Gazze Hükümeti: Katil İsrail 7 Ekim'den Bu Yana 81 Bin Ton Patlayıcı Kullandı

Gazze Şeridi'ndeki hükümet, katil İsrail güçlerinin Gazze'de 7 Ekim 2023'ten bu yana sürdürdüğü saldırılarda 3 bin 408 katliam gerçekleştirdiğini ve 81 bin ton patlayıcı kullandığını açıkladı.

Gazze'deki hükümetin Medya Ofisi'nden yapılan yazılı açıklamada, katil İsrail'in Gazze Şeridi'ndeki saldırılarına ilişkin son verilere yer verildi.

Açıklamaya göre, katil İsrail güçleri Gazze'de 285 "soykırım" saldırısı gerçekleştirdi, 3 bin 408 katliam yaptı.

Katil İsrail'in 7 Ekim'den bu yana devam saldırılarının Gazze'de meydana getirdiği yıkımın toplam maliyeti 33 milyar dolara ulaştı.

38 bin 848 kişi öldü, 89 bin 459 kişi yaralandı

Katil İsrail'in 7 Ekim'den bu yana Gazze'ye düzenlediği saldırılarda 38 bin 848 kişi öldü, 89 bin 459 kişi yaralandı. 10 bin kişi ise hala kayıp.

Saldırılarda yaşamını yitirenlerin 16 bin 172'si çocuk, 10 bin 798'si kadınlardan oluşuyor. Hayatını kaybeden çocuk ve kadınlar toplam ölü sayısının yüzde 70'ini oluşturuyor.
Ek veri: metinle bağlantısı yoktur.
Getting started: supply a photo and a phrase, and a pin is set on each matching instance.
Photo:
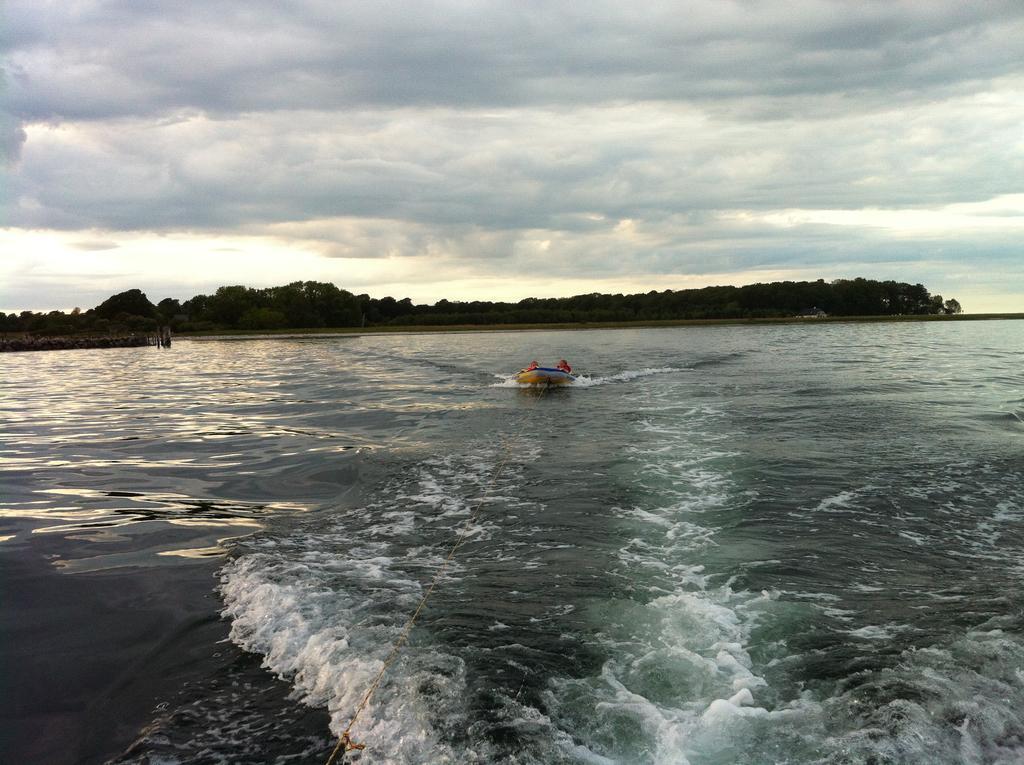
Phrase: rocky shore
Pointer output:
(74, 343)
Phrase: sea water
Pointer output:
(790, 544)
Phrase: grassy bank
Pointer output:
(419, 329)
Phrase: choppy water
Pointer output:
(738, 544)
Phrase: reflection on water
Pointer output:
(723, 545)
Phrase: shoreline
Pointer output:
(651, 324)
(13, 342)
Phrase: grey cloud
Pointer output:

Katil İsrail güçlerinin saldırıların yanı sıra bölgeye insani yardım girişine izin vermemesi sonucu 34 kişi açlıktan hayatını kaybetti.
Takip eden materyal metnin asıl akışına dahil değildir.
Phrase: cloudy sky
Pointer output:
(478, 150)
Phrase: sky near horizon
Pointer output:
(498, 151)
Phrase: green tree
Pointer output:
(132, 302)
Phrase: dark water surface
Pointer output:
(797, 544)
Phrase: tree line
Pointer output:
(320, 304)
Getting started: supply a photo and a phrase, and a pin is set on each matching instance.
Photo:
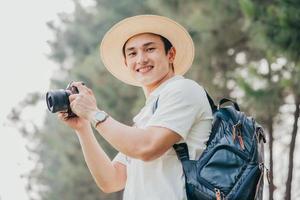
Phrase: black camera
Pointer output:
(58, 100)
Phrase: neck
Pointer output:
(150, 88)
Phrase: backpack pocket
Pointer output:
(221, 168)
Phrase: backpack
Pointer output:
(232, 165)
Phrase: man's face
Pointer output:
(147, 60)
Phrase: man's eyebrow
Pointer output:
(144, 45)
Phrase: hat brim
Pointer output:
(113, 41)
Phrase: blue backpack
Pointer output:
(232, 165)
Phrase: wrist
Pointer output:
(98, 117)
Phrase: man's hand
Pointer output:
(84, 103)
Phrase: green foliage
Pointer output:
(221, 30)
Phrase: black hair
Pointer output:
(167, 44)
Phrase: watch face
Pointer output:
(100, 116)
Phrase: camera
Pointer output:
(58, 100)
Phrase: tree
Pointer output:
(278, 21)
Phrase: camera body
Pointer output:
(58, 100)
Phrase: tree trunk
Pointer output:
(271, 139)
(292, 149)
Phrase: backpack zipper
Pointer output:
(237, 132)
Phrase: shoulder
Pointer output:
(185, 88)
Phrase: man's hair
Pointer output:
(167, 44)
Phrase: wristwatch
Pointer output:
(99, 117)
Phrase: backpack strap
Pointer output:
(182, 151)
(211, 103)
(225, 100)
Saldırılarda 500 sağlık görevlisi, 79 Sivil Savunma görevlisi ve 160 gazeteci yaşamını yitirdi.

Filistinlilerin sığındığı 162 barınma merkezi hedef alındı

Katil İsrail güçlerinin baskın düzenlediği hastanelerde bulunan 7 toplu mezardan şu ana kadar 520 Filistinlinin cansız bedeni çıkarıldı.

Katil İsrail güçleri yerinden edilmiş Filistinlilerin sığındığı 162 barınma merkezini hedef aldı.

Saldırılar sonucu 17 bin Filistinli çocuk anne veya babasını kaybetti, 3 bin 500 çocuk yetersiz beslenme ve gıdasızlık nedeniyle ölüm riskiyle karşı karşıya.

Saldırılarda yaralanan 12 bin kişinin tedavi için yurtdışına gitmesi gerekiyor, tedaviye ihtiyaç duyan 10 bin kanser hastasının hayatı risk altında.

Farklı hastalıklarla mücadele eden 3 bin hastanın tedavi için yurt dışına gitmesi gerekiyor.

Yerinden edilen 1 milyon 737 bin 524 kişi bulaşıcı hastalıklara yakalandı

Katil İsrail'in saldırıları sonucu yerinden edilen 1 milyon 737 bin 524 kişi bulaşıcı hastalıklara yakalandı.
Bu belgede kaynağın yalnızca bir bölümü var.